# SAP Data Anonymization Challenge

## Downloading of Data Set

Run the following command. It requires `convert` from [image-magick](https://imagemagick.org/).

```bash
./download.sh
```

This script should generate a directory `invoices/` containing 25000 png-files.

## Training data

The file `labels.jsonl` contains labels for 1000 invoices.

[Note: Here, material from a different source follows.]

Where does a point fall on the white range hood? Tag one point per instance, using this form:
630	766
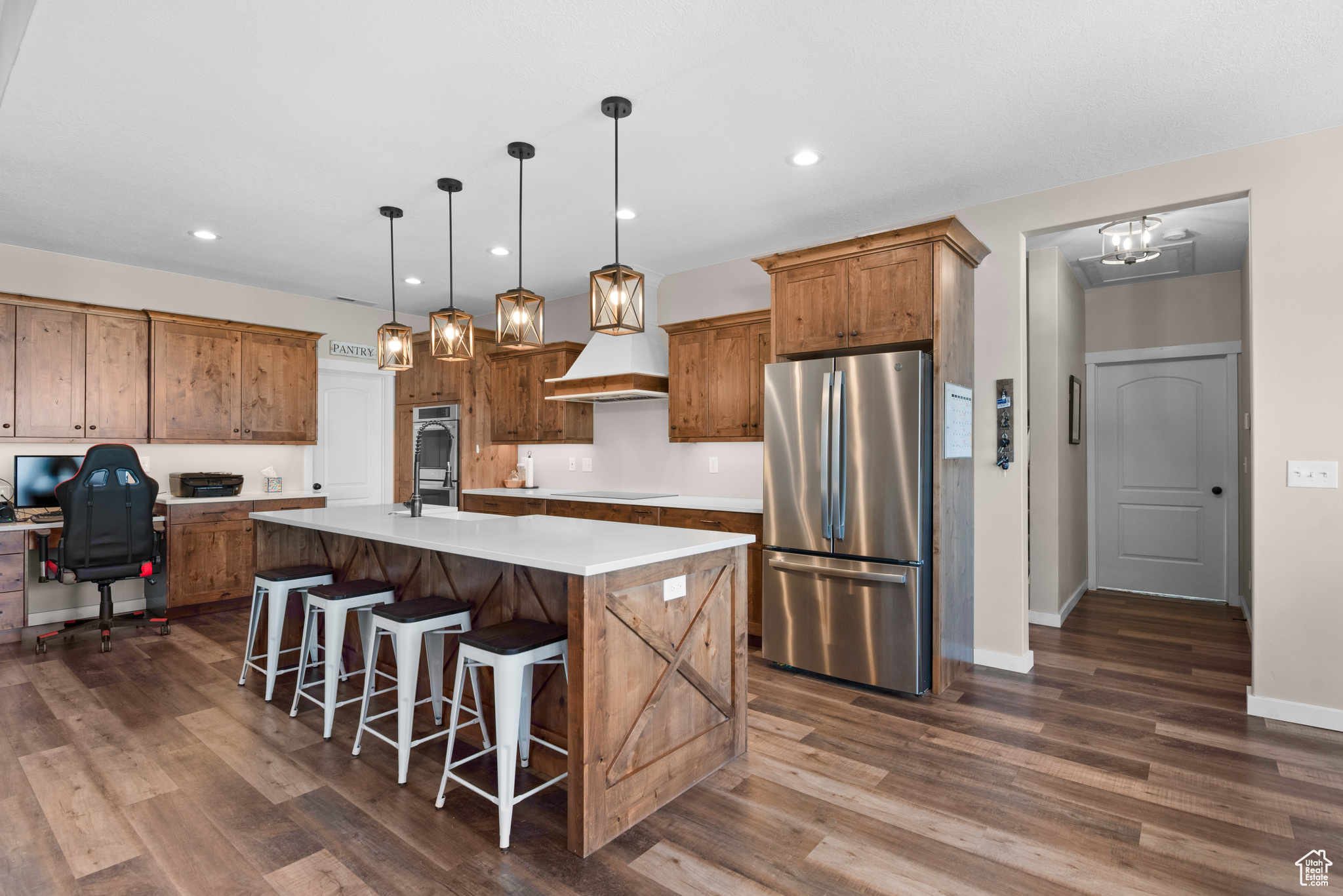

The field `id` matches the filename in `invoices/`.

## Task 1 Sample

`task1_sample.py` is a dummy solution for task 1. It creates correctly formatted, random labels.
For instance, the following command will create random labels for the invoices in `labels.jsonl`.

```bash
jq -r .id labels.jsonl | ./task1_sample.py -  > labels_sample.jsonl
```

This command requires [jq](https://stedolan.github.io/jq/).

## Task 1 Scoring

A sample implementation of the scoring algorithms is contained in `task1_score.py` and `metrics.py`.
The following command will score the random labels created against the reference labels.

```bash
./task1_score.py labels.jsonl labels_sample.jsonl
```

## Task 2 Sample

`task2_sample.py` is a dummy solution for task 2. It redacts sensitive information by drawing a solid box over it.

It can be run as follows.

```bash
./task2_sample.py labels.jsonl out
```

This command will save the redacted images in the directory `out`.

This script also has an option to outline the bounding boxes for inspection. This option triggered by adding the `--box outline` parameter, i.e., `./task2_sample.py --box outline labels.jsonl out2`.